学問の模範「ユークリッド幾何学」

瀬山(2007)によれば、紀元前300年ごろにユークリッドによって書かれた「原論」は、長い間、人間が作り上げた学問の「模範」となってきた。その理由は、以下のような方法論(スタイル)による。


まず、誰もが納得のいく事実として、いくつかの公理をあげ、その公理から証明という手段によって得られる事実のみを定理とし、定理を公理の上に積み重ねて、全体を構成していくというスタイルである。どんな複雑な事象もいくつかの公理から導かれるわけであって、そこに至る論理に穴がない。であるから、実に客観的で厳密な学問の模範とされたのである。よって、多くの学問が、ユークリッド幾何学を手本として自らの体系を構築していったのである。


ちなみに瀬山は、作図にギリシアの3大問題を紹介し、その結論が「定規やコンパスを使って作図はできない」というかたちで証明できるまでに2000年以上の年月を費やしたと述べている。

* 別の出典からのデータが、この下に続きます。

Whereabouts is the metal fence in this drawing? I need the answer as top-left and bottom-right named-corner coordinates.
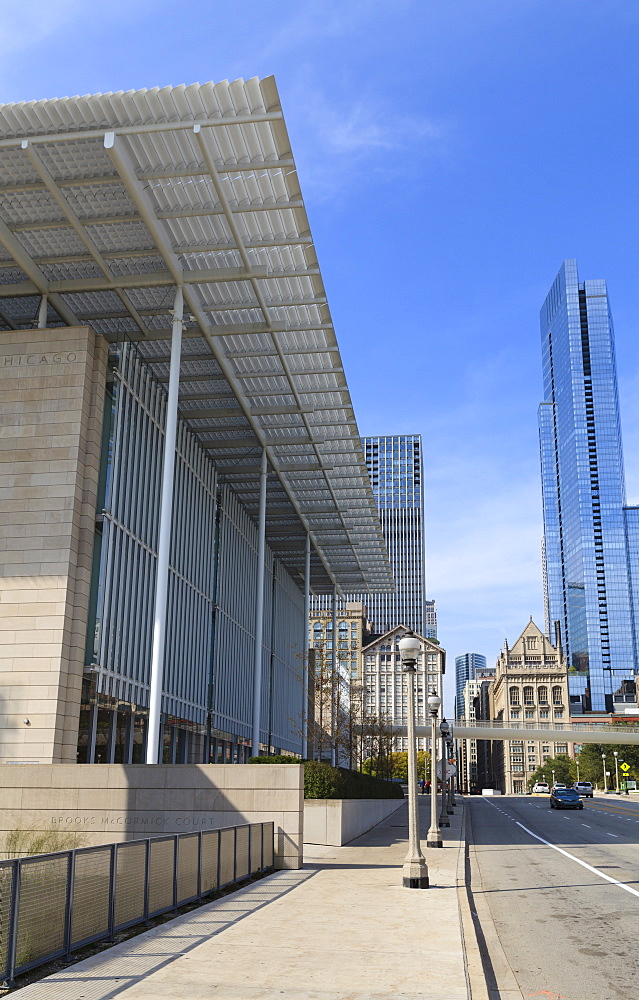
top-left (0, 823), bottom-right (274, 985)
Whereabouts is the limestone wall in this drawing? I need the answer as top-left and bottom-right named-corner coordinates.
top-left (0, 764), bottom-right (304, 868)
top-left (0, 327), bottom-right (107, 762)
top-left (304, 799), bottom-right (405, 847)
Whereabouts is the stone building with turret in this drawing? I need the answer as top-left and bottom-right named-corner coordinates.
top-left (490, 617), bottom-right (574, 795)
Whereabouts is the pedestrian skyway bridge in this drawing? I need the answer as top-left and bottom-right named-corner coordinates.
top-left (415, 719), bottom-right (639, 745)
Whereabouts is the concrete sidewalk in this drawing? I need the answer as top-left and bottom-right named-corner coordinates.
top-left (19, 795), bottom-right (470, 1000)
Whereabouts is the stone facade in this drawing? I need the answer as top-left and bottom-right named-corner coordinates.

「〜できない」という部分を「証明」することがとても難しかったからであるが、それは図形という「モノ」を扱う証明ではなく、「作図できる、できない」という「コト」を扱う証明であったからである。そして、この問題の解決に活躍したのが「背理法」であるという。背理法の発明によって、数学に数多くの証明手段を提供できたと瀬山は説明している。


背理法は、証明したい命題をPとしたときに、Pでないと仮定することから始まる。ようするに、真実は、「P」か「Pでない」かのどちらかしかない。「Pでない」と仮定して論を進めたときに、それが矛盾に陥って破綻したら、それは「Pでない」という仮定が間違っていることになる。真実は「P]か「Pでない」のどちらかしかないのだから、「Pでない」が真実でないのならば、Pが真実だということになり、間接的にPが証明されるのである。


現代幾何学は「作図できるとはどういうコトか」「面積が等しいとはどういうコトか」というように、コトを主題とすることで離陸したのだと瀬山は指摘する。